Charles I by Christopher Hibbert

Charles I by Christopher Hibbert

Author:Christopher Hibbert
Language: eng
Format: mobi, epub
ISBN: 9781250102775
Publisher: St. Martin's Press
Published: 0101-01-01T00:00:00+00:00


9

Cavaliers and Roundheads

1642–7

THAT August day in Nottingham, when the Royal standard was raised in the driving rain, there were scarcely more than a thousand men at the King’s command. Many even of those who had declared their allegiance to him shared the reluctance of Sir Edmund Verney, shortly to be killed fighting for him in Warwickshire. ‘I do not like the Quarrel,’ Sir Edmund wrote, ‘and do heartily wish the King would yield’. But his conscience was concerned ‘in honour and in gratitude’; he had eaten the King’s bread ‘and served him near thirty Years’, and he would not do ‘so base a Thing as to foresake him’ now.

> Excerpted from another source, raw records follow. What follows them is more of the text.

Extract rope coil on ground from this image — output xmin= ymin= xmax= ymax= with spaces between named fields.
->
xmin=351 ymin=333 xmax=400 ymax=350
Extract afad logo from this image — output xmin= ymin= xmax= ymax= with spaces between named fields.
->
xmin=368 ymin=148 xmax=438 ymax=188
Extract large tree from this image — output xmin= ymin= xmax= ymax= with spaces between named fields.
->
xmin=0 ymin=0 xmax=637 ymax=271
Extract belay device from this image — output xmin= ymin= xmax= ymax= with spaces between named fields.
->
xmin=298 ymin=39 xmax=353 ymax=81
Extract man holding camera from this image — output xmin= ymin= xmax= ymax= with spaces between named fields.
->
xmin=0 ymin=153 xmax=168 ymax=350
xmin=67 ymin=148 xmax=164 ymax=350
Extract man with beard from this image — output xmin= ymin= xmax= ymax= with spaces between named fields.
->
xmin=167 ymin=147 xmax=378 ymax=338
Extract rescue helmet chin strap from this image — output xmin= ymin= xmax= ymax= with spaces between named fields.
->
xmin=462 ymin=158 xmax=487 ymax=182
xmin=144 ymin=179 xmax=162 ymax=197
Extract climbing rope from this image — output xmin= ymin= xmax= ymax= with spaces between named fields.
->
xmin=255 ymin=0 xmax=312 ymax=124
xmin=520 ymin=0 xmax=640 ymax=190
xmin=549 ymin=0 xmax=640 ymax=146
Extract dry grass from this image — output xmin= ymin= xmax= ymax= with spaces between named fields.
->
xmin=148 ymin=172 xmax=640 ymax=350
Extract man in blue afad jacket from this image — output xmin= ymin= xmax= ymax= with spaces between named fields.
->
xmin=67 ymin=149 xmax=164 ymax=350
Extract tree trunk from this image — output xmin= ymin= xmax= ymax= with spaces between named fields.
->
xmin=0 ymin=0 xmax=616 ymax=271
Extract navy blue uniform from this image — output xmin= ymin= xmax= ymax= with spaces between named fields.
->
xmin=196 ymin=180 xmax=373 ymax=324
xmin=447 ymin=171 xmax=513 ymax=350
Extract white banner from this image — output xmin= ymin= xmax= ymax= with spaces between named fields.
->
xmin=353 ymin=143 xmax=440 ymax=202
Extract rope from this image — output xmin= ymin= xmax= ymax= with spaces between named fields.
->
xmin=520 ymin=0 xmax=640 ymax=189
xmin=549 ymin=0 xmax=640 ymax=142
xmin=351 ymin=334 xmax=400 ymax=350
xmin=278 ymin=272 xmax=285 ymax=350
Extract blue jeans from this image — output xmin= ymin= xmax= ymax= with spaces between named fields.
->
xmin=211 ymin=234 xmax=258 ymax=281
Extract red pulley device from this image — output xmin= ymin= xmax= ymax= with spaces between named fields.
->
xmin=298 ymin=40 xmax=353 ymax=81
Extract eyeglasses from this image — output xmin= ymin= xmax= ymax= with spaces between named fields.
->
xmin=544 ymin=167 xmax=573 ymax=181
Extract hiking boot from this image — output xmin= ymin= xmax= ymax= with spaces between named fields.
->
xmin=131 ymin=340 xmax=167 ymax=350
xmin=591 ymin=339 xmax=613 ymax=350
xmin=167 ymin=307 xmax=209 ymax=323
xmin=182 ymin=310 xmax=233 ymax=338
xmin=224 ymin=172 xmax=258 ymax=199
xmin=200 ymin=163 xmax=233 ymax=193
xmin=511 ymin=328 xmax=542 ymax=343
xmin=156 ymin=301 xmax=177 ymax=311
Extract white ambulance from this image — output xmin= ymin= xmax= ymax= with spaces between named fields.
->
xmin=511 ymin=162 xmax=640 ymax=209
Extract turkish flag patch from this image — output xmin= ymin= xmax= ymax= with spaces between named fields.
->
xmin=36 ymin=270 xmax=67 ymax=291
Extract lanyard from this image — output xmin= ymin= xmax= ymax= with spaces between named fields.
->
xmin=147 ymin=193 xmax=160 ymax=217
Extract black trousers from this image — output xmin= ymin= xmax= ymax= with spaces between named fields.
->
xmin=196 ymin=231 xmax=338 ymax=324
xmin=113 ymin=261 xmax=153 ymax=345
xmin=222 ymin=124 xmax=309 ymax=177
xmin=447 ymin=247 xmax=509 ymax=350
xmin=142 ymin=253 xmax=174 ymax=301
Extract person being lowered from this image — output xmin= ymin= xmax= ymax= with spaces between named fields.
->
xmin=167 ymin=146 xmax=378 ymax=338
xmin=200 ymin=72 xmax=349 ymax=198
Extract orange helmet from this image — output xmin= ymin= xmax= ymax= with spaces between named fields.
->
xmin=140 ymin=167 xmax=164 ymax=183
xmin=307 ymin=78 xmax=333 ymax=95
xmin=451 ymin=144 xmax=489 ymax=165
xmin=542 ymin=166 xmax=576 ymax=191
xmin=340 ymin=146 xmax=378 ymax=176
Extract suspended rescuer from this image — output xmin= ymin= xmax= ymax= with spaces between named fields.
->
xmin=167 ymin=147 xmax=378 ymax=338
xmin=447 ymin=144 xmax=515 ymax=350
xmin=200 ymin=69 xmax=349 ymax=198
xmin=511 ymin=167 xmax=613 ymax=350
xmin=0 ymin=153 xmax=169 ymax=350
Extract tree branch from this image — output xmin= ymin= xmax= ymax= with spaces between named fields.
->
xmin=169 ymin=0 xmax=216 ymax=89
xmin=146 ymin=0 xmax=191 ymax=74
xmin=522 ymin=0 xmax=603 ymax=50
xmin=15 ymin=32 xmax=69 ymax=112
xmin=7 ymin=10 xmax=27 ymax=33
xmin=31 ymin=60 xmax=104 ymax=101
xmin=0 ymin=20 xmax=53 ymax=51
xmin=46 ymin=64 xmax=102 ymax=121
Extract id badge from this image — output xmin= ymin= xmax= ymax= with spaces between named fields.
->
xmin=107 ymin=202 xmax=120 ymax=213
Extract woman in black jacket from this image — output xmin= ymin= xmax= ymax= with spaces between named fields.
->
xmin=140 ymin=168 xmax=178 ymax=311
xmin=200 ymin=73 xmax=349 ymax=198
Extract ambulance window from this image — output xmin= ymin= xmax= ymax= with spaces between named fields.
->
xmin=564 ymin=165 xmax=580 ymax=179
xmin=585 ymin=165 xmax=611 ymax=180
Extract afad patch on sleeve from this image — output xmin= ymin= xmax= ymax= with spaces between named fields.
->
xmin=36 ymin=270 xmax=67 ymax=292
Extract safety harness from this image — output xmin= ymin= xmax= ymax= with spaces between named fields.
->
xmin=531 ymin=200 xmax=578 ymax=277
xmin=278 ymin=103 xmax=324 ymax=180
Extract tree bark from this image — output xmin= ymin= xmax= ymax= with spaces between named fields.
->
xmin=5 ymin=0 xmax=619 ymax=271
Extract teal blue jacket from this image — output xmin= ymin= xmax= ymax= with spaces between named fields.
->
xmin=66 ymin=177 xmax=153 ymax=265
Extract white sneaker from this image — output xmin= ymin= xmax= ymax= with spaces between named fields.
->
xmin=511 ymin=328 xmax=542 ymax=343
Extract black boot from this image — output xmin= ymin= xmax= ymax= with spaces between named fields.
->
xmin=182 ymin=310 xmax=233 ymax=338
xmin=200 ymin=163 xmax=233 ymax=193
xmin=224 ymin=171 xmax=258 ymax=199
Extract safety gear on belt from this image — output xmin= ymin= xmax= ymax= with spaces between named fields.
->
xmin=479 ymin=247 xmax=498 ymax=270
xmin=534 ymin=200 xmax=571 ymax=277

Yet this simple loyalty to the Crown, whether displayed by men like Verney or by those who would always support the King, right or wrong, was not sufficiently widespread or deeply felt to gain Charles more than a few supporters. Others who might have supported him hung back: it was harvest time, for one thing, and for another, the King was still making overtures to Parliament as though he hoped, even now, to reach a compromise. Men were reluctant to jeopardise their future by openly declaring their support of a cause which might at any moment be abandoned or betrayed.

Charles’s behaviour in the months before his arrival in Nottingham had certainly, to say the least, been equivocal. Following the advice of such recent and moderate adherents to his cause as Falkland and Hyde, he had appeared to be willing to accept all the reasonable constitutional reforms which had been introduced, to be concerned to present himself as the upholder of legality and of the Church of England; but at the same time he had shown how ready to be influenced he still was by the firebrands and reactionaries at Court who urged him to crush the rebellion by force, to get help to do this from anyone, foreigners and Catholics included. It was not only his enemies, but also his potential friends who distrusted him. Pym was sure that he would never attract enough support to rise in arms to the provocation that the Nineteen Propositions had given him. In the end it was Parliament itself which allowed him to do so.

For on 6 September its Members declared that all men who did not support it were ‘delinquents’ and that their property was forfeit. This meant that those who would have been happy to stay neutral were virtually obliged to fight in their own defence; it meant, as the Parliamentarian, Sir Simonds D’Ewes, admitted, that ‘not only particular persons of the nobility’ but ‘whole counties’ became ‘desperate’. Men whose fortunes might well have been lost had Parliament won, now undertook to raise troops to fight for the King in whose victory their own salvation might be secured; while gentry whose income from land was declining and whose fortunes depended upon the rich perquisites which only the Court could offer, needed no further persuasion to fight.